NHTSA announced that Tesla is recalling over 54,000 Model X, but the fix for the “recall” is another over-the-air software update.
There’s a lot of debate in the Tesla community about whether or not it’s fair to call those issues “recalls” since the word generally refers to having to physically recall a vehicle to the manufacturer or service center to fix the issue, and in Tesla’s case, it is most often fixed with an over-the-air software update.
The media often focuses on Tesla having to “recall” large numbers of vehicles without highlighting that the recall is already fixed through a software update before they or the owners even find out about it.
This is another example.
Today, you might see headlines that Tesla has recalled over 54,000 Model X vehicles over a “problem with the brake fluid.”
We are finding this out because of a new notice from NHTSA about a problem with failing to detect low brake fluid:
Tesla, Inc. (Tesla) is recalling certain 2021-2023 Model X vehicles.

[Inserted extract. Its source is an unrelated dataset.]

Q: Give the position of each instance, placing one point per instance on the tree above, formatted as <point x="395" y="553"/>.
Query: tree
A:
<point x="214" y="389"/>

The vehicle controller may fail to detect low brake fluid and will not display a warning light. As such, these vehicles fail to comply with the requirements of Federal Motor Vehicle Safety Standard number 135, “Light Vehicle Brake Systems.”
54,676 Model X vehicles built between 2021 and 2023 are affected.
In the notice, NHTSA also says that Tesla already pushed an over-the-air software update to fx the issue:
Tesla has released an over-the-air (OTA) software update, free of charge. Owner notification letters are expected to be mailed December 12, 2023. Owners may contact Tesla customer service at 1-877-798-3752. Tesla’s number for this recall is SB-23-00-005.
According to documents submitted by Tesla, the automaker’s production team found out by the issue on new production vehicles back in September and the Brakes Integration team traced back the problem.
It’s pretty good news for the brake fluid reliability if the issue wasn’t reported by a customer despite being in the cars for two years.